Dave’s Diary

I had intended watching Sedgley 2s on Saturday, and taking a few action shots, but I was unwell all weekend and never made it to the club at all. It was probably just as well, as Sedgley had fifty points put on them by Chester in their cup match. The 3s won at Holmes Chapel, but the 4s had to concede. Covid has eaten away at the fringes of our game. We were turning out four teams, and occasionally five, before the pandemic.

Instead of real-life rugby, I spent Saturday watching super-efficient Saracens beating Newcastle Falcons, for whom Iwan Stephens (son of Colin) was not playing, while keeping up with Sedgley’s progress via ST on Rolling Maul. The fairytale game had been on Friday evening, when Harlequins came from 0-21 down, and 7-24 at half-time, to beat Bristol 52-24. Unbelievable game, fabulous rugby to lift the spirits.

I rounded off my weekend’s entertainment by watching Wasps beat Northampton in an entertaining game, but I now feel fully recovered and looking forward to the Fylde encounter and, hopefully, some good action shots. You can’t beat real live sport.

 

There was a bit of a weird coincidence the other day. I was checking out Old Elthamians, trying to find out exactly who they are, and why they had dropped out of National One, leaving that league with an odd number of clubs for the season. It turns out to be a fascinating story, in some ways similar to our own rise through the leagues; in other ways, very different.

OE’s rise from London Division 2 East (level 7) to the top of level 3 was bankrolled by South African millionaire Kobus Paulsen. The club describes him as a generous and warm-hearted man, a genuine rugby supporter who could be seen on the touchline, cheering on all the club’s teams, including the kids on Sundays. As for the 1st XV, they had attracted crowds of over 1,600 for games against neighbours Blackheath. Paulsen died suddenly, aged only 54, in December 2019.

Other sources suggest that Paulsen had begun to pull the plug on the money before his death. My (somewhat limited) experience of millionaires is that they do rather like to get their way, in return for all that money, and my thought is that the all-eggs-in-one-basket approach to sponsorship is never the best solution.

Let us hope Old Elthamians recover from their present difficulties and regroup next season, at a lower level presumably, because all their elite players will have gone. And now for the coincidence I mentioned.

Barely had I finished my delving, when I settled down to watch some TV. I chanced upon a film called “School’s Out Forever”, a comedy (sort of) about the goings on at a posh boarding school after the world is hit by a really serious pandemic, which kills 93% of the population. The action centres round the battle between the surviving kids and the neighbourhood oiks.
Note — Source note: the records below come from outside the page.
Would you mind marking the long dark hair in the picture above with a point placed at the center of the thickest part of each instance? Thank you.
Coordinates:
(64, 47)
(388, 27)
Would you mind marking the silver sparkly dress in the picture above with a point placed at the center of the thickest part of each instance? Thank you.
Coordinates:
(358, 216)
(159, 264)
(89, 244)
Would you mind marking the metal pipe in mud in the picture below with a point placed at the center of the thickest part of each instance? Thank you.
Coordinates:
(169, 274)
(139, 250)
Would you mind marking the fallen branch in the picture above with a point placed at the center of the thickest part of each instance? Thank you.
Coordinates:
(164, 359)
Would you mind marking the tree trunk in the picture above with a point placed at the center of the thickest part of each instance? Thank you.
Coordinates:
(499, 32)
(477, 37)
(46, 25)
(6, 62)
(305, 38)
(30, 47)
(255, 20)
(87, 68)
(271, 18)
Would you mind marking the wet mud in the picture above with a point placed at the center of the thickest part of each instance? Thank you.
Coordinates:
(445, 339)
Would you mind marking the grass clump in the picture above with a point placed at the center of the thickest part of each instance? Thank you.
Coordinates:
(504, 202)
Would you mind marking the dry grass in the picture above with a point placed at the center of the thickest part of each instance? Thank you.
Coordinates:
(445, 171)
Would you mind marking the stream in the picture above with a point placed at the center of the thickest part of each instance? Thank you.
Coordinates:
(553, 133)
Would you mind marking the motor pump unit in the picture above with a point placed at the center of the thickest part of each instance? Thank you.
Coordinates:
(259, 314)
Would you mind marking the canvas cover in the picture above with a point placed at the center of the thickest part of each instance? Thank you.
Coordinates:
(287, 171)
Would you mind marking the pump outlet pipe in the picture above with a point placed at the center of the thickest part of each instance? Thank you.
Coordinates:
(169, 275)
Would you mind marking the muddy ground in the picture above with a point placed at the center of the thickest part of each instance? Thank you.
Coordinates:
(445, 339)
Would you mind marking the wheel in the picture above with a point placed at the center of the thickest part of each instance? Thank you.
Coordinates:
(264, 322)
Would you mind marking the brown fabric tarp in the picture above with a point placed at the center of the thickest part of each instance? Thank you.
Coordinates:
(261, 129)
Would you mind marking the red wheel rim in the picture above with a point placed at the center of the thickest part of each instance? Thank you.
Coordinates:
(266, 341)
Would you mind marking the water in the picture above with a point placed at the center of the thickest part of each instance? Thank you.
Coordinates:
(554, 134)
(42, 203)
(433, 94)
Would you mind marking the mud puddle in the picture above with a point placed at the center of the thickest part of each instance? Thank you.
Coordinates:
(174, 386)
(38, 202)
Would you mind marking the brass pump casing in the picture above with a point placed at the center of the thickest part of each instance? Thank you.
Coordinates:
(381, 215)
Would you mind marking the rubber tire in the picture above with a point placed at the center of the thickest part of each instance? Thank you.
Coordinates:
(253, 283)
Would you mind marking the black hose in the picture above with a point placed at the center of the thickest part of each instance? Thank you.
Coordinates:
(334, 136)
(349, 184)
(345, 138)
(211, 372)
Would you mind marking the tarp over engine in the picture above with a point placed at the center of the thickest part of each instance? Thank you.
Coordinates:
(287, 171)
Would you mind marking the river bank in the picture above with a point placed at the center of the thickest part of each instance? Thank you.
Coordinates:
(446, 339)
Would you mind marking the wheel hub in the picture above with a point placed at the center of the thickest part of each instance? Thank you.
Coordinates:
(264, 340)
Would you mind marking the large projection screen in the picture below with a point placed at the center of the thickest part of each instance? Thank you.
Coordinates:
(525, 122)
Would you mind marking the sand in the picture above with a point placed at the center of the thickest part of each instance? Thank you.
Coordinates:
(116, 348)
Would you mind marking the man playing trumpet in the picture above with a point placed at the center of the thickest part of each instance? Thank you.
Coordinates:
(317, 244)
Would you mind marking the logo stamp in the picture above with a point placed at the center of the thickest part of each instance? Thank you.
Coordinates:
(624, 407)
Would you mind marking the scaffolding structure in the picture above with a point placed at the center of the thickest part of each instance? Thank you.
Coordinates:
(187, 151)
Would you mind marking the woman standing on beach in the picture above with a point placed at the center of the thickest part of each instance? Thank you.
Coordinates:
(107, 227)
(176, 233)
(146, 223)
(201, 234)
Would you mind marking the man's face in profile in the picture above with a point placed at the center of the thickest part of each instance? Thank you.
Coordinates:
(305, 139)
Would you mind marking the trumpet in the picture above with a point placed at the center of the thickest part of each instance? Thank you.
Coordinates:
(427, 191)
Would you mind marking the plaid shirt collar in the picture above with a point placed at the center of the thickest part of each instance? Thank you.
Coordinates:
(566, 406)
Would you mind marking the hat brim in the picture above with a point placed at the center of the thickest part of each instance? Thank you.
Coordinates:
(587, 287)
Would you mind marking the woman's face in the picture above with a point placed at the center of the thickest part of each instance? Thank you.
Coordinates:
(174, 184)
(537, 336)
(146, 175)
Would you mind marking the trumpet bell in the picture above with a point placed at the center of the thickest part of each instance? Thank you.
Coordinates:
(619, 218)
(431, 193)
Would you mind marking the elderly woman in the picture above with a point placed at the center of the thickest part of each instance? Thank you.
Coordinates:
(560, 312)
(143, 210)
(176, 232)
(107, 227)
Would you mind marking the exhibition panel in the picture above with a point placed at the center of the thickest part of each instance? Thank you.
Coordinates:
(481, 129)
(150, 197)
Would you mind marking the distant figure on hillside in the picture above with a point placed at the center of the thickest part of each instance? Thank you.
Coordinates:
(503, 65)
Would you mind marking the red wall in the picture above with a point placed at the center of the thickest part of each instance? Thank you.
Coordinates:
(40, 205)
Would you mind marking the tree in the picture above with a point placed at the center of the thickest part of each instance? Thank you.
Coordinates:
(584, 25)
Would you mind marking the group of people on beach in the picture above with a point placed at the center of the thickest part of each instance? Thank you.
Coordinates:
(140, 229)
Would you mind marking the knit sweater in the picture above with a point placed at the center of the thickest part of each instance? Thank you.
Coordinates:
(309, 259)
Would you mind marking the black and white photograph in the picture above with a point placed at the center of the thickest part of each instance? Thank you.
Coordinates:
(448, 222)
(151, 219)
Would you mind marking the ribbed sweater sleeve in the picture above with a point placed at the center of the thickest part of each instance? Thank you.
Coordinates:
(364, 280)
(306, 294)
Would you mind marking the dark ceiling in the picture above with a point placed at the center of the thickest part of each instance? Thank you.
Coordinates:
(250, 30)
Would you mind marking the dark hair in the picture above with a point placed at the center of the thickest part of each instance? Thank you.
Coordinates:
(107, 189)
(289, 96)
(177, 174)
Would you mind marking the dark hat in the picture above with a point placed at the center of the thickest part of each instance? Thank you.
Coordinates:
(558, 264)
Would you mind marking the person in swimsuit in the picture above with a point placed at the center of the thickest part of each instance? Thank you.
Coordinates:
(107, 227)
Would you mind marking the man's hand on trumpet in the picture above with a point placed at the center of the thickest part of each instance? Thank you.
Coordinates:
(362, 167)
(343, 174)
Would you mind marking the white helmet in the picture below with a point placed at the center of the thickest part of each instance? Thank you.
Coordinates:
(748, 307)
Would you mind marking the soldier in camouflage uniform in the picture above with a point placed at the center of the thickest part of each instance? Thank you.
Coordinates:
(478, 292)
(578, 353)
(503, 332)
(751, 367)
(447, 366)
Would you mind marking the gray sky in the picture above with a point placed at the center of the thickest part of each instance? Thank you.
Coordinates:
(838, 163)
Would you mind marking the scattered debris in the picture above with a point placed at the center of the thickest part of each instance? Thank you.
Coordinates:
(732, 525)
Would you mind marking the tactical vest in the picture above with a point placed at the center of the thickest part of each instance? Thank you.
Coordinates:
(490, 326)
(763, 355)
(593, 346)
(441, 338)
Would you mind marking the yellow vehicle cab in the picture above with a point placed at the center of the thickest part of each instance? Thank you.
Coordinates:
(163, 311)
The school sequences were shot at Eltham College. Nice place.

 

Finally, colour blindness: I know it is very wrong of me, and I shouldn’t make fun of even a minor disability, but I was amused to read that Wales (in red) v Ireland (in green) may be a thing of the past. The reason cited is colour blindness (more correctly ‘colour vision deficiency’) whereby about 1 in 12 males are unable to distinguish between those two colours, but only 1 in 200 females.

In the case of Wales v Ireland, I would have thought it simple. The team going forward is Ireland, the one going backward and whingeing is Wales.

I knew colour blindness was a problem, back when I started teaching over fifty years ago. There were some very distressed kids who, aged fifteen or sixteen, had suddenly found their chosen career-path well and truly closed. Examples were flying and the RAF, and anything to do with electrical wiring. They changed the colour codes for wiring in 1977, and the same solution could work for Wales for whom red would become brown, like the live wire, and for Ireland who would play in diagonal green/yellow stripes, like the earth wire.

The colour vision test was a simple one, even back then, and still simpler online now. Why wasn’t it always carried out in early childhood? I went online and did the test in about five minutes. Congratulations: you have normal colour vision and can see up to a million different shades.

If I was a woman, I would be able to name all of them.